Maternal Thyroid Deficiency during Pregnancy and Subsequent Neuropsychological Development of the Child

To the Editor

Haddow et al. (Aug. 19 issue)1 suggest that screening pregnant women for hypothyroidism by measuring serum thyrotropin may be worthwhile and that treating women with serum thyrotropin concentrations at or above the 98th percentile could lead to “an increase of approximately 4 points in IQ scores” in their children. However, the results of their study should be interpreted with caution. The difference in full-scale IQ scores between children whose mothers had hypothyroidism during pregnancy and the children of matched control women is not statistically significant (103 vs. 107, P=0.06), and the results of only 2 of the 13 neuropsychological tests were significantly worse in the children of the women with hypothyroidism during pregnancy.

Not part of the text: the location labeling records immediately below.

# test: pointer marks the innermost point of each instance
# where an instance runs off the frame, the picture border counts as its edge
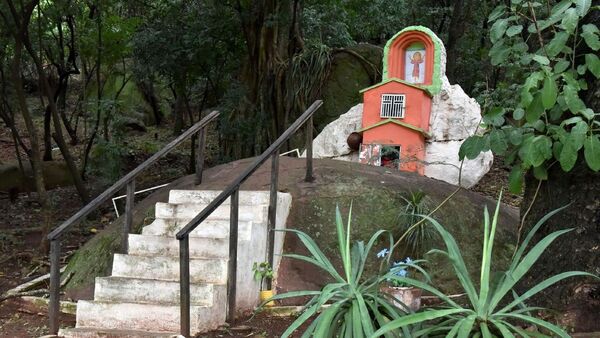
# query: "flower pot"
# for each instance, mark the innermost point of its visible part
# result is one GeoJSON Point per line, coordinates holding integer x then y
{"type": "Point", "coordinates": [266, 294]}
{"type": "Point", "coordinates": [403, 296]}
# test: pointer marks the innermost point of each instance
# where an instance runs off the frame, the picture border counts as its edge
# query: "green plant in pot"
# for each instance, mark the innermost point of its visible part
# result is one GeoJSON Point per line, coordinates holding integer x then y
{"type": "Point", "coordinates": [262, 273]}
{"type": "Point", "coordinates": [402, 295]}
{"type": "Point", "coordinates": [495, 309]}
{"type": "Point", "coordinates": [352, 305]}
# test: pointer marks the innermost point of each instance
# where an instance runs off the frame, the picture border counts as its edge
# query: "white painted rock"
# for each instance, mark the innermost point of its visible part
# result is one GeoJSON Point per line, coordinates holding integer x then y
{"type": "Point", "coordinates": [454, 115]}
{"type": "Point", "coordinates": [441, 162]}
{"type": "Point", "coordinates": [331, 142]}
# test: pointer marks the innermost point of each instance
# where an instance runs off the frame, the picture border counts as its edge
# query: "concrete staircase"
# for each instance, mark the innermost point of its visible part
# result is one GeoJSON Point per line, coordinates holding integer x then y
{"type": "Point", "coordinates": [141, 298]}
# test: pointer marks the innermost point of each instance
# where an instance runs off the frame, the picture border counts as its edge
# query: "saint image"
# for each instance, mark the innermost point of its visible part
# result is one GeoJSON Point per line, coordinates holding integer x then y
{"type": "Point", "coordinates": [415, 66]}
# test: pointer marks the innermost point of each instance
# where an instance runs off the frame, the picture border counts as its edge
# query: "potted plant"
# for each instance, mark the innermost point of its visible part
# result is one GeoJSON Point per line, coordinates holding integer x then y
{"type": "Point", "coordinates": [263, 272]}
{"type": "Point", "coordinates": [402, 295]}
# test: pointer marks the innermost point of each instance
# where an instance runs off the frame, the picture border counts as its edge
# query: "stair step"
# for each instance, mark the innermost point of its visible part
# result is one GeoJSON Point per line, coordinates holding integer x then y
{"type": "Point", "coordinates": [149, 291]}
{"type": "Point", "coordinates": [85, 332]}
{"type": "Point", "coordinates": [152, 317]}
{"type": "Point", "coordinates": [144, 245]}
{"type": "Point", "coordinates": [189, 211]}
{"type": "Point", "coordinates": [169, 227]}
{"type": "Point", "coordinates": [208, 270]}
{"type": "Point", "coordinates": [207, 196]}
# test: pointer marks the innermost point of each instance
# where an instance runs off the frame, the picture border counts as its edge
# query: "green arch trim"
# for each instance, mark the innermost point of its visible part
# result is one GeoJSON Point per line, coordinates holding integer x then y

Many factors have a role in the neuropsychological development of children, apart from maternal thyroid function. We are not given details of the women's marital status after delivery, even though parental separation and divorce or serial monogamy on the part of one parent can impair a child's development.2,3 The effect of siblings, though variable, should also be considered2,4; 73 percent of the women who had hypothyroidism during pregnancy were multiparous, as compared with 65 percent of the control women and 51 percent of the remaining cohort of pregnant women. Maternal thyroid status may be important in the development of a healthy child, but on the basis of the data presented by Haddow et al., it is not clear that widespread screening is justified.

Christian Herzmann
Leipzig University, 04103 Leipzig, Germany

James K. Torrens, M.R.C.P.
Seacroft Hospital, Leeds LS14 6UH, United Kingdom

  1. 1. Haddow JE, Palomaki GE, Allan WC, et al. Maternal thyroid deficiency during pregnancy and subsequent neuropsychological development of the child. N Engl J Med 1999;341:549-555

  2. 2. Growth and development. In: Behrman RE, ed. Nelson textbook of pediatrics. 14th ed. Philadelphia: W.B. Saunders, 1992:13-104.

  3. 3. Wallerstein JS, Blakeslee S. Second chances: men, women, and children after a decade of divorce. New York: Ticknor & Fields, 1989.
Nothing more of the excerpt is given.